Long Day's Journey Into Night **** ½ / *****
Directed by: Gan Bi.
Written by: Gan Bi.
Starring: Wei Tang (Wan Qiwen /
Kaizhen), Jue Huang (Luo Hongwu), Sylvia Chang (Wildcat's Mom / Red-hair Woman),
Hong-Chi Lee (Wildcat), Yongzhong Chen (Zuo Hongyuan), Feiyang Luo Wildcat - Childhood),
Meihuizi Zeng (Pager), Chun-hao Tuan (Ex-husband of Wan Qiwen), Yanmin Bi (Woman
Prisoner).
Chinese
filmmaker Bi Gan’s brilliant Long Day’s Journey Into Night is clear a noir film
– it is such a noir film, that it even rains sometimes when it’s indoors. The
visuals are pure noir – and the setup seems to be as well. It follows Luo (Jue
Huang) on a journey to find the woman he loves – he thinks her name is Wan
Qiwen, and perhaps later it’s Kaizhen, he’s not too sure. He knew her once,
they were lovers, they went to the movies. There is a gun involved, perhaps a
murder, and then she disappeared. He has been searching for her ever since –
and he keeps meeting people who knew her too – or maybe they did – but she’s
gone now, where they aren’t quite sure.
For 70
minutes or so, we wander alongside Luo as he searches for her, or remembers
her. Like his stunning debut film Kaili Blues, Long Day’s Journey Into Night is
part memory, part fantasy, part reality – and Bi Gan doesn’t have the normal
signposts to delineate which is which. You just have to kind of figure out
which is which – or perhaps not. It’s not always clear that Luo knows which is
which either. And then after those 70 minutes, Luo sits down in a dilapidated
movie theater that seems to about to fall down, in a town where everything
looks like that, and puts on a pair of glasses – and finally the title of the
movie splashes across the screen. This is our indication that it’s now time to
put on the 3-D glasses we were given when we walked into the theater. What
follows is a mesmerizing 59-minute single take shot in stunning 3-D. It
continues to follow Luo – who has to make his way up from a mine to the town in
order to see that night’s karaoke competition – where he thinks Wan Qiwen will
be playing. First, he has to beat a 12-year-old at Ping Pong, the take a
scooter journey to a large pulley system, which he will ride to descend into
town. He gets sidetracked though at the local pool hall by Kaizhen (who, like
Wan Qiwen is played by Wei Tang, and may be the same person – or may not – she has
certainly been made to look different). He will spend most of the rest of the
movie with her – trying to convince her to sing a song for him, even though she
says she has a boyfriend. But they seem to have some sort of connection, don’t
they?
So, yes,
Long Day Journey’s Into Night (an odd title to be sure, given the famed Eugene
O’Neal play of the same name that has absolutely nothing to do with this movie)

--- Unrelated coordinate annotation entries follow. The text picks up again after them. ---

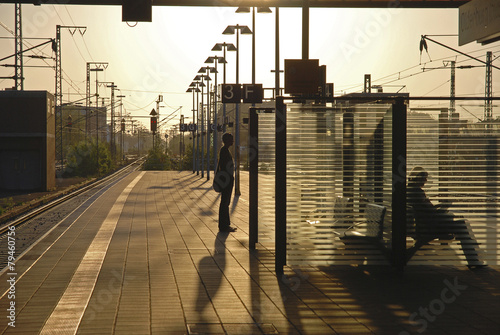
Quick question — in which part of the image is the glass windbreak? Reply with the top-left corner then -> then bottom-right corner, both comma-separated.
284,103 -> 392,265
407,101 -> 500,266
258,113 -> 276,249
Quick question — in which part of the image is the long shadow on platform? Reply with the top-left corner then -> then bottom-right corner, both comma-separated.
195,232 -> 229,323
308,266 -> 500,335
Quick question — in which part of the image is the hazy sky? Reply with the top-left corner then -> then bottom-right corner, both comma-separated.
0,4 -> 500,130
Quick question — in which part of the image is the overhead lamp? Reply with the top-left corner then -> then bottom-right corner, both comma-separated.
240,26 -> 253,34
222,25 -> 252,35
222,26 -> 236,35
236,7 -> 273,13
257,7 -> 273,14
198,66 -> 217,73
212,42 -> 237,51
236,7 -> 250,13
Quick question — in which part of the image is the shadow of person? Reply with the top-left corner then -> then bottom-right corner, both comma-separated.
195,232 -> 229,323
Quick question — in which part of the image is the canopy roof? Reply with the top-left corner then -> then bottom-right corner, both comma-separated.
0,0 -> 470,8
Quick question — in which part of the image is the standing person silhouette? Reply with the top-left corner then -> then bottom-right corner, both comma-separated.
219,133 -> 236,232
407,166 -> 485,268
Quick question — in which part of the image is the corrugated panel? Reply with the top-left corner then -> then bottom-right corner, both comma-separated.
287,105 -> 392,265
407,108 -> 500,265
258,113 -> 276,249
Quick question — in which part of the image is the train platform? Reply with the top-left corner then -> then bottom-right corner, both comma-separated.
0,171 -> 500,335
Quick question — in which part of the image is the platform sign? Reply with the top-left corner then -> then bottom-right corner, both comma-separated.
285,59 -> 321,95
222,84 -> 241,103
458,0 -> 500,46
243,84 -> 264,104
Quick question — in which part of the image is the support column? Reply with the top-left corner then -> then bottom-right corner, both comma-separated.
275,97 -> 287,274
392,98 -> 407,270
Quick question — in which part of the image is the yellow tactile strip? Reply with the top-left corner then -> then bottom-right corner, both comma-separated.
41,172 -> 145,334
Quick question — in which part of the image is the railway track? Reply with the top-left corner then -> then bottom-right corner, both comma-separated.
0,159 -> 144,271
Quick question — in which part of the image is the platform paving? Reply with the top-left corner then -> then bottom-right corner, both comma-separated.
0,171 -> 500,335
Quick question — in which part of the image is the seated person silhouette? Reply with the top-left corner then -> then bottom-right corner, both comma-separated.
407,167 -> 485,268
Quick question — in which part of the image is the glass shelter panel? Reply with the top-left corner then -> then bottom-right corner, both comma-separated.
286,103 -> 392,265
407,101 -> 500,265
258,113 -> 276,249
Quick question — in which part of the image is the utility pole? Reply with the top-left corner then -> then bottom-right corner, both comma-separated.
15,3 -> 24,91
484,51 -> 493,121
52,25 -> 87,166
85,62 -> 109,141
448,60 -> 457,120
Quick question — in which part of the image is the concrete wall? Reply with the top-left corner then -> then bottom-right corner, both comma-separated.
0,91 -> 56,191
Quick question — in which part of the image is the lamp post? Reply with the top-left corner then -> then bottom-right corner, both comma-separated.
198,66 -> 217,180
193,75 -> 205,175
90,68 -> 104,176
186,81 -> 201,173
116,94 -> 126,160
212,42 -> 237,133
236,7 -> 272,84
222,24 -> 252,195
198,72 -> 210,178
205,56 -> 227,173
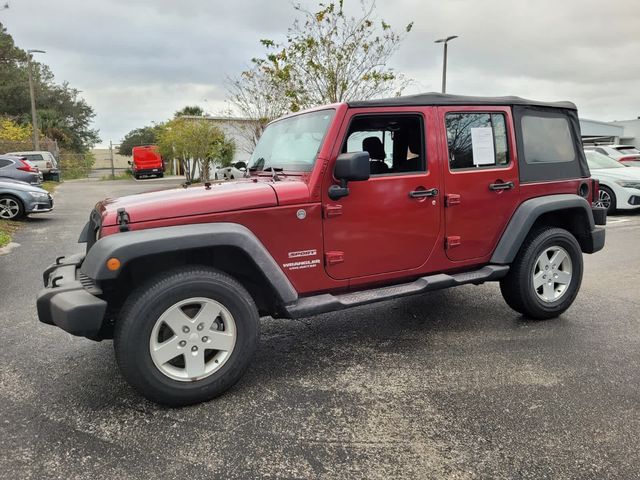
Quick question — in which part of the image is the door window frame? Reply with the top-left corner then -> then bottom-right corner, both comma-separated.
330,107 -> 430,182
438,105 -> 518,175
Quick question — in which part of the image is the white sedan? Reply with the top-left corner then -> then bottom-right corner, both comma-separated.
585,145 -> 640,167
584,150 -> 640,214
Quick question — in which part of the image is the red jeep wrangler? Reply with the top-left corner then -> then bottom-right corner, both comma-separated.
37,94 -> 606,406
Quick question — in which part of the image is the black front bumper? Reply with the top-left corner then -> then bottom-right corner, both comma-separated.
36,254 -> 107,340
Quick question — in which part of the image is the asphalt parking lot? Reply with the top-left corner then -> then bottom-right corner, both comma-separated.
0,180 -> 640,479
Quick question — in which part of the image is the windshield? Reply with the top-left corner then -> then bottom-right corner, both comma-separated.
20,153 -> 44,162
584,150 -> 625,170
249,109 -> 335,172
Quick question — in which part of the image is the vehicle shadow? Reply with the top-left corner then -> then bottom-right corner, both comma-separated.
45,287 -> 563,412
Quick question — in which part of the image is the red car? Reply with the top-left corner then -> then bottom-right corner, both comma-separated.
37,94 -> 606,406
129,145 -> 164,179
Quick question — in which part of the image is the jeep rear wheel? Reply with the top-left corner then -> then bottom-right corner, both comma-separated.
114,267 -> 259,406
500,228 -> 583,320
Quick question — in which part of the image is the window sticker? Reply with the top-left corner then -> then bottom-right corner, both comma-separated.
471,127 -> 496,165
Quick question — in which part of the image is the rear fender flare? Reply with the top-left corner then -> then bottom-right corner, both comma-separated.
490,194 -> 595,265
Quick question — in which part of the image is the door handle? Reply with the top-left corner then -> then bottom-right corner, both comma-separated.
409,188 -> 439,198
489,182 -> 514,191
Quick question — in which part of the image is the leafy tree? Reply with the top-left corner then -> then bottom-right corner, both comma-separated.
118,126 -> 161,157
0,118 -> 33,142
227,64 -> 288,153
158,117 -> 235,181
173,105 -> 204,118
229,0 -> 413,119
0,23 -> 100,152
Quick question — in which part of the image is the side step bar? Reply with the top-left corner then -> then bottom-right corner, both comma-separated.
284,265 -> 509,318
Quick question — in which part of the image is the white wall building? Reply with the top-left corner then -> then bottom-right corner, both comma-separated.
580,118 -> 640,146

is a noir film, but not a typical one. In his mind, Luo has made out this woman
he searches for to be everything – the thing that could make his world make
sense again. We get a few details of his life – he used to run a casino, but he
doesn’t work anymore, he returns home to have who we assume is his stepmother
say that his father left her the family restaurant – and Luo the beat up old
van. He doesn’t fight her over it – just asks her not to change the name of the
place, which was his mother’s - and takes the van. He needs the van anyway to
slowly creep around Kaili – to follow the woman around when he sees her.
The
majority of the attention the movie has received is because of that dazzling,
brilliant 59-minute shot that ends the movie. That attention is deserved – it is
such a meticulously planned shot, that has to cover a lot of ground, and always
seems perfectly timed. Bi Gan didn’t shoot it in 3-D, but converted it
afterwards – but it’s still the best use of 3-D I’ve seen in a film in years.
It gives depth to the image, doesn’t use it for a gimmick. There are only a few
filmmakers – Jean-Luc Godard probably the last one with Goodbye to Language 3-D
– who seem to be trying to do something with 3-D technology which isn’t just a
way to charge audiences another couple of bucks at the box office to see a film
that simply ends up being darker than if you just watched it projected in 2-D
(seriously, how many 3-D films have who seen where it actually mattered?
Avatar, Hugo, Life of Pi, Goodbye to Language 3-D and now this are the only
live action films I can think of). The 59-minute take is mesmerizing and
brilliant – and far more ambitious than the already awe-inspiring 40 minute
take near the end of Bi Gan’s Kaili Blues.
But the
rest of the film is as brilliant visually as that shot – just in a different
way. Bi Gan embraces those noir visual clichés, but takes them to a different
level. This is a dark film about memory, love and loss –and visually, one of
the most distinctive films of the year. Kaili Blues felt like the bastard love
child of Lynch, Tarkovsky and Weerasethakul – all filtered through a unique sensibility.
This is the next logical step for him – and it’s a mesmerizing film. See it on
the big screen, no matter what you have to do to see it. That last shot will
lose some of its power if you don’t. Regardless though, the film certainly confirms
Bi Gan as one of the best young filmmakers in the world right now.